おそろしき姫と蒼の王子

とざきとおる

第1話 〈律〉

 日ノ本は神秘の呪い(まじない)の世界。

 周りを海によって囲まれ、独自の文化を重ねてきたのは人間でだけではない。人智を超えた力を持ち人々を脅かした存在、妖(あやかし)は、伝説として語り継がれてきている。

 人々を蹂躙し、当時の天下を狙おうとした大蜘蛛。

 人々を食い、己たちの力と生命の源とした鬼。

 人々に恐怖を与えた、一般的に妖怪や悪霊と呼ばれる怪異。

 妖に共通するのは人間の悪意や汚れた心によって覚醒し、呪術と呼ばれる超常の力を行使して、己らを生み出した根源たる人間を脅かすことだった。

 しかし今日人間が生きているのは、人々を滅ぼしかねないおそろしきものに立ち向かった英雄がいるからだ。

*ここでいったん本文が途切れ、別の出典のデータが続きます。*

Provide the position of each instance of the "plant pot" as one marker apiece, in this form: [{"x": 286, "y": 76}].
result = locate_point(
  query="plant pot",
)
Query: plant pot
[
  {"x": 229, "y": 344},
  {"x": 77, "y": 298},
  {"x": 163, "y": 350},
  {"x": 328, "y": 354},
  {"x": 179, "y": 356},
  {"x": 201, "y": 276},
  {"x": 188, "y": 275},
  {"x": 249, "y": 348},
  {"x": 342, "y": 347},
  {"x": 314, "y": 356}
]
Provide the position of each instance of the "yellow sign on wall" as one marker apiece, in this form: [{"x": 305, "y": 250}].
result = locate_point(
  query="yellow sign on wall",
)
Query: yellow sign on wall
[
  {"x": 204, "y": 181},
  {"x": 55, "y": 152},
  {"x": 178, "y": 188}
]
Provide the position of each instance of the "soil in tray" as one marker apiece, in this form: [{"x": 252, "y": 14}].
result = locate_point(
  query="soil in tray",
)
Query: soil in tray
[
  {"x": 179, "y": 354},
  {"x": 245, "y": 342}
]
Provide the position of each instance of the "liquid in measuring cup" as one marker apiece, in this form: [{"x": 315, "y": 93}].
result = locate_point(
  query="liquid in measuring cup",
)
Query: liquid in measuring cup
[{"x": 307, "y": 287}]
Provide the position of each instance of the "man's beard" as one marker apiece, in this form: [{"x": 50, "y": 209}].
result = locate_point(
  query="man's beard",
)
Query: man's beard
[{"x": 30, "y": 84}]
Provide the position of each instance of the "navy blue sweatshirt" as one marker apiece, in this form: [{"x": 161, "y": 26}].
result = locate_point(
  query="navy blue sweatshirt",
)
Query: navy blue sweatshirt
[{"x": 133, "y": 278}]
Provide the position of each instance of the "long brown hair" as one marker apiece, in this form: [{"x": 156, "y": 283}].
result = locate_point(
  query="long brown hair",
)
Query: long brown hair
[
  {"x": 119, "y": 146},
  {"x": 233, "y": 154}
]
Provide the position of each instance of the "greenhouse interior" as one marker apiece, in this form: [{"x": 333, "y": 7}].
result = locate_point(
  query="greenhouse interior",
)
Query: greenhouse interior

 大蜘蛛を倒したのは、凄まじい呪いの力を宿した大太刀を持つ武人だったという。

鬼を殺したのは、凄まじい身体能力を持つ鬼と同等に戦えた忍びとされている。

そして妖怪や悪霊は、呪いの力で彼らを祓う陰陽師と呼ばれた者たちが封印したそうだ。

 彼らは歴史の表舞台の人間として語られることはないものの、妖の持つ呪いの力を人間にも使える術として発展させる偉業を成し、妖を倒して人々を救った影の英雄として、一部の伝説の中にその存在を残している。

 そして現在。

 日ノ本に再び妖は現れた。外見、否中身まですべて人でありながら、その体に忌むべき印を持ち、生きる人間を殺したがる呪いを持つ、おそろしきもの。

 かつての異形と違い、今の日ノ本には、おそろしきものが圧倒的な数が存在し、彼らに抗う英雄もまた、遍く人々に認知される英雄として存在し、おそろしきものの攻撃から人々を守り続けている。

 その英雄たちは人々から〈律〉と呼ばれる。

 現代までで発展した科学技術と古来より受け継がれた呪術を組み合わせた、新たな戦い方を考案しその方法でおそろしきものと日々戦い続けている。

 ここであえてもう一度云おう。

日ノ本は神秘と呪いの世界。

 その言葉も今や神秘と呪術が集う場所と言う意味ではなく、呪術をもって超常の存在と日々戦わなければ生き残れない戦乱の世である、という意味となっていた。

たとえ〈律〉が存在しようとも、この世界に明日を保証できる居場所はどこにもない。